"The kzin screamed and leaped."
-Poul Anderson, "Iron" IN Larry Niven, ed, The Man-Kzin Wars (London, 1989), pp. 27-177 AT I, p. 29.
"The kzin screamed and leapt."
-"The Asteroid Queen," Chapter II, p. 55.
We notice kzinti consistency and a slight difference in English spelling.
After a prologue set three billion years ago, "The Asteroid Queen," Chapter I opens only two months after the events of "The Children's Hour." UNSN Catskinner is still in the Alpha Centaurian System and still in the possession of Markham who is about to encounter a real master race albeit a third rate one according to the prologue, on p. 37.
The conscious AI in Catskinner:
simulates a "...monoblock..." (p. 53) exploding and matter dissipating until, eons later, monatomic atoms are evenly dispersed through a space ten light years in diameter;
through half a million subjective years and several objective nanoseconds, watches its universe grow and decay;
has already lived through subjective geological eras, mostly outside the external perceptual universe of its human creators;
has noticed an "...arbitrariness to subatomic phenomena...," (p. 53) which might be an operating code for a simulation.

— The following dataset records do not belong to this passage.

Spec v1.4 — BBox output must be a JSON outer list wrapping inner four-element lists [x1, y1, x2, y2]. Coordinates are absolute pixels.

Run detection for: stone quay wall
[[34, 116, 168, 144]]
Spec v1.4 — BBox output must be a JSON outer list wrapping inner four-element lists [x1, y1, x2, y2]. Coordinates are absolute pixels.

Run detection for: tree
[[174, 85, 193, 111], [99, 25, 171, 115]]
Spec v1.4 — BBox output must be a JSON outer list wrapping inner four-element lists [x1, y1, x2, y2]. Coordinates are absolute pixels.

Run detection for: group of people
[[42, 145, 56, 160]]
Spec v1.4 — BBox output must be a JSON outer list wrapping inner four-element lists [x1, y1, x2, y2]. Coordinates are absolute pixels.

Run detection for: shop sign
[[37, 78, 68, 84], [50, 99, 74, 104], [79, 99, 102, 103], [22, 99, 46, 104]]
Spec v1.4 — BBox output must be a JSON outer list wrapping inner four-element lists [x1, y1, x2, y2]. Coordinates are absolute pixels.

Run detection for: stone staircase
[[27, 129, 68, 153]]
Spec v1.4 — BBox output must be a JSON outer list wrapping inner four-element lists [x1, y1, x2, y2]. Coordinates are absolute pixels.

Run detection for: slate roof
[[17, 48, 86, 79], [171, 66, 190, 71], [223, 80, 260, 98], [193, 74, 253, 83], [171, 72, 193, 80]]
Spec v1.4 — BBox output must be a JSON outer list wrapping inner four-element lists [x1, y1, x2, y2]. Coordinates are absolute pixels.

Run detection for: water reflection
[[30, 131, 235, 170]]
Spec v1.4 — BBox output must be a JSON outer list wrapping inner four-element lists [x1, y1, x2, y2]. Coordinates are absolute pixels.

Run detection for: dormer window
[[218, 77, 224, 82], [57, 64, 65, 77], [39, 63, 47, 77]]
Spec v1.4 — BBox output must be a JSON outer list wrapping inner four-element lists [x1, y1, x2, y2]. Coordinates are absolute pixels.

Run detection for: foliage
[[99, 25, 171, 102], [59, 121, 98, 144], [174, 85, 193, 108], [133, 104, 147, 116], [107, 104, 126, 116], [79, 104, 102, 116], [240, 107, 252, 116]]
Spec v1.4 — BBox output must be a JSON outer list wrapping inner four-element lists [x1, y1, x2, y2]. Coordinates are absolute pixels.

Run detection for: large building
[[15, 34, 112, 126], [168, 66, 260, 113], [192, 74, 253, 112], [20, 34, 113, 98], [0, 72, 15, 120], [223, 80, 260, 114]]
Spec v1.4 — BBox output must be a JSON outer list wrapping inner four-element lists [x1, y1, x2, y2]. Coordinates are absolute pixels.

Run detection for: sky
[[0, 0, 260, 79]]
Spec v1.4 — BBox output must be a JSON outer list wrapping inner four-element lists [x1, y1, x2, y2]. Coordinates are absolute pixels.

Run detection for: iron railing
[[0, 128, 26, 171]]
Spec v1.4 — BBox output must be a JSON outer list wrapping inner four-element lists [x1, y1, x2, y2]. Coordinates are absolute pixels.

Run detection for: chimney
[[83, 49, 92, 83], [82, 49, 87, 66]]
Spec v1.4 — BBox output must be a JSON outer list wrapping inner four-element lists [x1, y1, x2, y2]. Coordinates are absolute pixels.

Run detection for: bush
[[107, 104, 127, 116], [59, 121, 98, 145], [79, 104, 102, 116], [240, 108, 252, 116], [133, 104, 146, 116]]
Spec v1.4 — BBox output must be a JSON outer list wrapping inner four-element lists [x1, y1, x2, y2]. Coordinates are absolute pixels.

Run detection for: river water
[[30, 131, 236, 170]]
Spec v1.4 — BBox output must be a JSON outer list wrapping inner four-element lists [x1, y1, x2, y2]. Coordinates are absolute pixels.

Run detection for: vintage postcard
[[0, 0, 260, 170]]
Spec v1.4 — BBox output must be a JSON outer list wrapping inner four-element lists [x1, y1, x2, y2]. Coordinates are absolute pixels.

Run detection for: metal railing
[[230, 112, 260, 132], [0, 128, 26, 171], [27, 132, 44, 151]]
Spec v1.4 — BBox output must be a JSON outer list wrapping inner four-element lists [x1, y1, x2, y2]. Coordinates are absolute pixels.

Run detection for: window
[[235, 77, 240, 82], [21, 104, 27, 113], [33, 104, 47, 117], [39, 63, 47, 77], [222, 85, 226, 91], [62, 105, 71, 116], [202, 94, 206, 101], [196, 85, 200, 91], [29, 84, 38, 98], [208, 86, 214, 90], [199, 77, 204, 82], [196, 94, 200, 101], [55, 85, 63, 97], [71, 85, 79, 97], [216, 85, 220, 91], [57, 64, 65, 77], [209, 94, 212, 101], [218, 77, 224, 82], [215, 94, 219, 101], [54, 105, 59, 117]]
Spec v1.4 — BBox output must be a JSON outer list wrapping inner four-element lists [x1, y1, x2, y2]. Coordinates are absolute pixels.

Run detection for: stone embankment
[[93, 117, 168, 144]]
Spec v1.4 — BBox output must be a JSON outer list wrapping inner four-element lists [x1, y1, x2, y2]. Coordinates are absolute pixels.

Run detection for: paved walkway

Quiz question: In which novel by Poul Anderson do a man and a woman experience a virtual reality in which they are a god and a goddess creating and directing a universe?
3 comments:
Kaor, Paul!
It took me a few seconds, but I finally noticed: "leaped" and "leapt"! I think the former is standard in US English while the latter is favored in the UK and some of the Dominions.
Ad astra! Sean
"Leapt" is the older, irregular inflection of that verb. "-ed" is the more modern one but hasn't quite supplanted the archaic form yet. English has been tending towards a consistent use of "-ed" for the past tense for some centuries now.
Kaor, Mr. Stirling!
I have noticed I mostly see "leapt" in UK books. The UK seems to be where "leapt" can still be found.